On the other hand, some legal experts believe that rather than overturning Roe v. Wade, the Supreme Court may take a narrower constitutional approach, barring states from preventing a woman from exercising her right to an abortion – something they expressly did not do with the Texas law. Here’s why: the Texas law doesn’t explicitly bar a woman from getting an abortion, but rather empowers citizens (rather than the state) to sue those who perform abortions or help a woman get one. This was clearly a strategic move, making court challenges more difficult. So, here’s the rub: even if the Mississippi law is ruled unconstitutional, anti-abortion laws like the one in Texas still may not be blocked. Other states appear to be following the Texas model – a Florida lawmaker recently introduced a similar anti-abortion bill that includes a provision for enforcement by private citizens.
The Biden Administration has sued Texas to bring the law’s “statutory scheme,” as U.S. Attorney General Merrick B. Garland has labeled it, to the forefront of the debate.
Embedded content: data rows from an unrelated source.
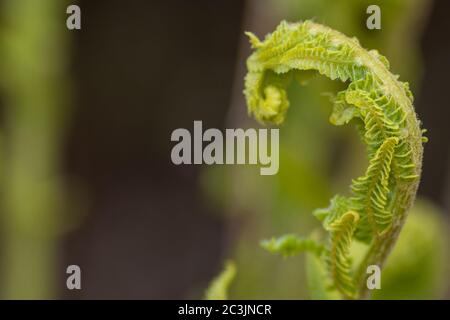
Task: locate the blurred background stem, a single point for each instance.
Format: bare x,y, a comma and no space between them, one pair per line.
33,63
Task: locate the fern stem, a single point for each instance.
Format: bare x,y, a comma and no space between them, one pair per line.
375,98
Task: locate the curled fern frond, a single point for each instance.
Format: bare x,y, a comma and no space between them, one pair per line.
290,245
218,289
379,105
337,255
In its suit, the U.S. Department of Justice argues that the law is unconstitutional because it allows Texas to essentially prohibit abortion – while technically complying with Supreme Court rulings that forbids such a ban – by empowering private parties to enforce the new restrictions.
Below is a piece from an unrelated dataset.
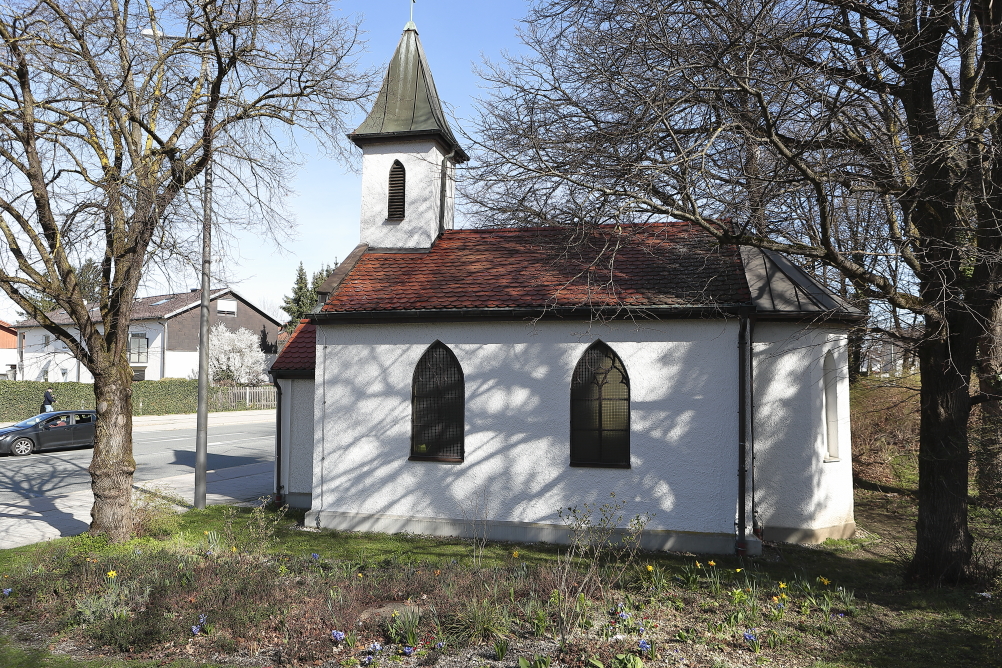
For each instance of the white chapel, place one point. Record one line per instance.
(457, 380)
The Justice Department also argues that the law essentially does an end run around the Supreme Court’s power to determine whether legislation and executive acts are consistent with the Constitution. The statement by the Attorney General Garland below is a chilling reminder that the Texas law goes beyond the issue of reproductive rights:
“This kind of scheme to nullify the Constitution of the United States is one that all Americans – whatever their politics or party – should fear. If it prevails, it may become a model for action in other areas, by other states, and with respect to other constitutional rights and judicial precedents.”
What is happening in states like Texas and Mississippi could be happening here in Pennsylvania if not for our current Democratic Governor and his veto power. But make no mistake – the GOP-controlled PA Legislature won’t stop attacking women’s reproductive rights and the country’s democratic institutions if we don’t elect a new Democratic governor and progressive Democratic women to the state legislature in 2022. And given that the U.S. Senate may be called upon to combat the various state anti-abortion laws by codifying abortion rights at the federal level, it’s crucial that we elect a Democrat to take over Republican Pat Toomey’s vacated U.S. Senate seat.
Finally, a number of Democratic state judges are on this November’s primary ballot. State judges are just as important in protecting the rights of all Pennsylvanians – so make sure we get out and vote!